Alternatively, go to "Zoom Indexer Configuration: Skip Options" and add the folder or file names that you do not want Zoom to Index. Zoom will not index any image file with path name matching any of these pattern.

In the above example, I have configured Zoom to skip indexing any image file with path name that contains "/TIFFs/thumb", "/icon", "/thumb" or "/PNGs/thumb". Hence all images in "http://mysite.com/images/icon/" will not be indexed. Likewise, all images in "http://mysite.com/images/TIFFs/thumb" will not be indexed. In fact, I could have just specified "/thumb" in place of "/TIFFs/thumb", "/thumb" and "/PNGs/thumb". More examples below:

Will not be indexed:
http://mysite.com/images/icon.jpg
http://mysite.com/images/TIFFs/thumb.jpg
http://mysite.com/images/PNGs/thumb_cat.jpg
http://mysite.com/images/th_cat.jpg
http://mysite.com/images/example_th_cat.jpg

Will be indexed:
http://mysite.com/images/cat.jpg
http://mysite.com/images/TIFFs/cat.jpg
http://mysite.com/images/PNGs/cat.jpg
http://mysite.com/images/thick_book.jpg

Check "Skip files or directories that begin with an underscore" to skip files and directories that begin with an underscore '_'.

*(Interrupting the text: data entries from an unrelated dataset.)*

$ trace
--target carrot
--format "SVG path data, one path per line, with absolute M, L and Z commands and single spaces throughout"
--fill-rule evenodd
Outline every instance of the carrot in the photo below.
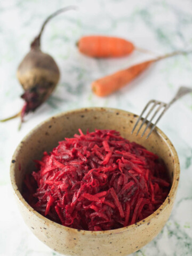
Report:
M 125 39 L 103 36 L 83 36 L 77 44 L 81 52 L 97 58 L 125 56 L 135 49 Z
M 92 90 L 98 96 L 107 96 L 126 85 L 153 63 L 163 59 L 189 52 L 175 51 L 136 64 L 126 69 L 118 71 L 115 74 L 93 82 L 92 84 Z

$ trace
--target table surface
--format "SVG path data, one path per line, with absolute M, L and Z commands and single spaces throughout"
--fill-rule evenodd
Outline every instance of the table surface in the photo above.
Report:
M 162 60 L 129 85 L 99 98 L 90 84 L 151 55 L 134 51 L 129 57 L 98 60 L 80 54 L 75 42 L 82 35 L 103 34 L 124 37 L 154 55 L 177 49 L 189 50 L 192 43 L 192 2 L 189 0 L 10 0 L 0 4 L 0 118 L 15 114 L 23 101 L 15 76 L 19 62 L 29 49 L 45 17 L 68 4 L 78 11 L 60 14 L 50 21 L 42 37 L 42 50 L 57 60 L 60 81 L 51 97 L 18 131 L 19 120 L 0 124 L 0 255 L 59 255 L 32 234 L 15 203 L 9 177 L 11 156 L 29 131 L 48 117 L 81 107 L 110 107 L 140 114 L 151 99 L 167 102 L 180 85 L 192 86 L 192 55 Z M 171 217 L 157 237 L 134 256 L 192 255 L 192 95 L 182 98 L 159 123 L 178 153 L 181 179 Z

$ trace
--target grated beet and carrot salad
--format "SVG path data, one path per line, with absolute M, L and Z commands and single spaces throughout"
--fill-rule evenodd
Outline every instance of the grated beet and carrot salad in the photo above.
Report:
M 26 176 L 23 195 L 49 219 L 86 230 L 133 224 L 163 203 L 170 187 L 163 162 L 115 131 L 66 138 Z

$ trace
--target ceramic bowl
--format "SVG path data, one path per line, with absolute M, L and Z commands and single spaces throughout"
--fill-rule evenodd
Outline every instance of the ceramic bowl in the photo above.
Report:
M 147 140 L 131 135 L 137 117 L 132 113 L 111 108 L 85 108 L 66 112 L 38 125 L 18 146 L 12 159 L 11 179 L 19 209 L 32 232 L 54 250 L 76 256 L 125 255 L 151 241 L 165 224 L 178 186 L 178 155 L 171 141 L 158 128 Z M 87 129 L 90 132 L 95 129 L 116 130 L 123 137 L 144 146 L 162 158 L 167 167 L 172 186 L 161 207 L 147 218 L 128 227 L 91 231 L 64 227 L 46 219 L 30 206 L 21 193 L 25 175 L 34 170 L 33 159 L 41 159 L 44 151 L 51 151 L 59 141 L 73 137 L 79 128 L 83 132 Z

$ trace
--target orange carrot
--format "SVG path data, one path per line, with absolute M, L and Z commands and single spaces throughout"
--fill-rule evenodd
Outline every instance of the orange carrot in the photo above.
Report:
M 135 49 L 125 39 L 103 36 L 84 36 L 77 44 L 81 52 L 97 58 L 125 56 Z
M 173 52 L 118 71 L 93 82 L 92 84 L 92 90 L 98 96 L 107 96 L 133 80 L 153 63 L 171 56 L 188 53 L 182 51 Z

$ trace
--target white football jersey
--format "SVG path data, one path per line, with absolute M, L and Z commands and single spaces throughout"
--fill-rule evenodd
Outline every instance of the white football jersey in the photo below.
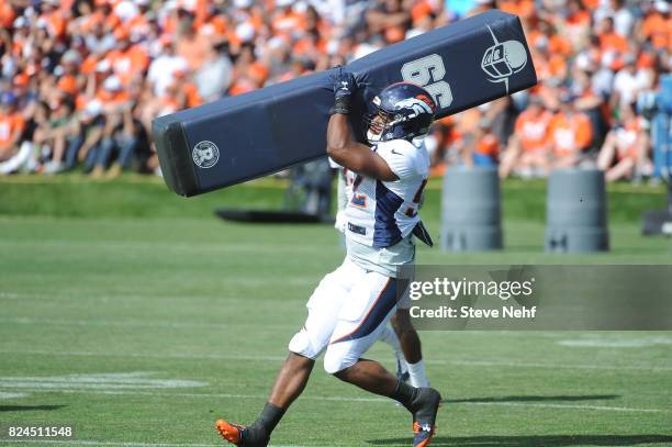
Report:
M 367 246 L 391 247 L 408 236 L 419 222 L 418 208 L 429 175 L 429 156 L 422 141 L 413 144 L 393 139 L 371 149 L 388 163 L 399 180 L 382 181 L 348 170 L 344 233 Z

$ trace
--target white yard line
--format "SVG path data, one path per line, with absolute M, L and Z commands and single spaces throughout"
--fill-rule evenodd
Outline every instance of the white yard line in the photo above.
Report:
M 81 326 L 81 327 L 164 327 L 169 329 L 226 329 L 248 326 L 246 323 L 190 323 L 190 322 L 157 322 L 145 320 L 47 320 L 29 317 L 0 317 L 0 323 L 22 324 L 31 326 Z M 295 325 L 265 324 L 262 329 L 295 329 Z
M 1 387 L 1 385 L 0 385 Z M 20 389 L 26 392 L 57 392 L 70 394 L 105 394 L 105 395 L 147 395 L 158 398 L 195 398 L 195 399 L 254 399 L 264 400 L 266 394 L 232 394 L 232 393 L 161 393 L 150 391 L 117 391 L 117 390 L 49 390 L 49 389 Z M 327 402 L 370 402 L 390 404 L 390 399 L 384 398 L 343 398 L 336 395 L 302 395 L 302 400 L 307 401 L 327 401 Z M 526 406 L 536 409 L 553 409 L 553 410 L 590 410 L 605 412 L 625 412 L 625 413 L 669 413 L 668 410 L 658 409 L 634 409 L 628 406 L 605 406 L 605 405 L 578 405 L 578 404 L 552 404 L 552 403 L 522 403 L 522 402 L 447 402 L 446 405 L 500 405 L 500 406 Z
M 205 360 L 240 360 L 240 361 L 282 361 L 285 356 L 245 356 L 229 354 L 154 354 L 154 353 L 97 353 L 88 350 L 0 350 L 0 354 L 57 356 L 57 357 L 128 357 L 158 359 L 205 359 Z M 546 369 L 591 369 L 591 370 L 626 370 L 626 371 L 672 371 L 672 366 L 654 365 L 573 365 L 573 364 L 537 364 L 511 360 L 440 360 L 425 359 L 428 365 L 453 365 L 467 367 L 506 367 L 506 368 L 546 368 Z
M 166 443 L 124 443 L 116 440 L 85 440 L 85 439 L 0 439 L 0 444 L 56 444 L 66 446 L 110 446 L 110 447 L 221 447 L 223 444 L 166 444 Z M 270 447 L 310 447 L 310 446 L 280 446 Z

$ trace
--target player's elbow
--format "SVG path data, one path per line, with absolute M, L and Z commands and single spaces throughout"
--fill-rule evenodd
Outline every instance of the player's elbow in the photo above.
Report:
M 332 157 L 334 161 L 340 164 L 346 152 L 345 146 L 344 142 L 327 142 L 327 155 Z

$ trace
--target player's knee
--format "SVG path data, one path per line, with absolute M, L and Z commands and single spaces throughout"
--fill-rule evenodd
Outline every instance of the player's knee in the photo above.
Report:
M 341 353 L 340 349 L 332 349 L 329 347 L 324 355 L 324 370 L 329 375 L 337 375 L 356 362 L 356 358 L 350 358 L 347 354 Z
M 303 357 L 314 359 L 320 355 L 320 347 L 312 343 L 310 335 L 305 329 L 299 331 L 289 343 L 289 350 L 299 354 Z
M 407 309 L 399 309 L 394 315 L 392 315 L 390 322 L 392 323 L 392 327 L 397 336 L 405 332 L 414 331 Z

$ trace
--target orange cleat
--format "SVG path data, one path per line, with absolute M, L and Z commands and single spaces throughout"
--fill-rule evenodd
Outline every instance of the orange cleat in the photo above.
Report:
M 427 447 L 436 433 L 436 425 L 413 423 L 413 447 Z
M 215 422 L 215 428 L 220 432 L 220 435 L 231 444 L 239 445 L 242 440 L 240 432 L 244 429 L 243 426 L 237 424 L 229 424 L 224 420 L 217 420 Z

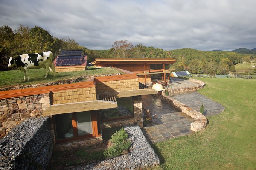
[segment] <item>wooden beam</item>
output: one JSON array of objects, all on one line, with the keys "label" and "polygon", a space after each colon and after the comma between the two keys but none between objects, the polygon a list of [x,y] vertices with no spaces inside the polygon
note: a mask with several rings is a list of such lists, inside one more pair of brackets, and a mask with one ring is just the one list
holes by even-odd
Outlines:
[{"label": "wooden beam", "polygon": [[117,107],[117,103],[116,102],[98,100],[85,102],[53,105],[43,111],[43,115],[58,115]]}]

Q. How do I search for images with specific technical information, for example all images with width 800 pixels shot using a Sony camera?

Firstly, you need to decide which technical information you want Zoom to filter. In this example, it is "Width" and "Make". The syntax to search for technical data is such:

Type:Value

Make sure to check "Colon" from "Zoom Indexer Configuration: Indexing Options: Indexing words"

to allow colon to join 2 words.

To search for all images with width 800, use "Width:800". To search for all pictures taken with a Sony camera, use "Make:Sony". Hence, to combine the 2, you will use "Width:800 Make:Sony" as your search words.

Refer to "How do I perform advanced searches?" for more search tips.

(*) A tool to edit meta information for PNGs called TweakPNG can be found at Jason Summer's website. Visit the Portable Network Graphics homepage for more information on PNGs.

(**) Refer to http://www.w3.org/Graphics/GIF/spec-gif89a.txt for the specification on the Graphics Interchange Format (GIF).

(+) If none of the tags for the "Description" meta information is found, ImageInfo will simply create a string that says which file type it is and the image dimension, for example "JPEG file, size 256x256".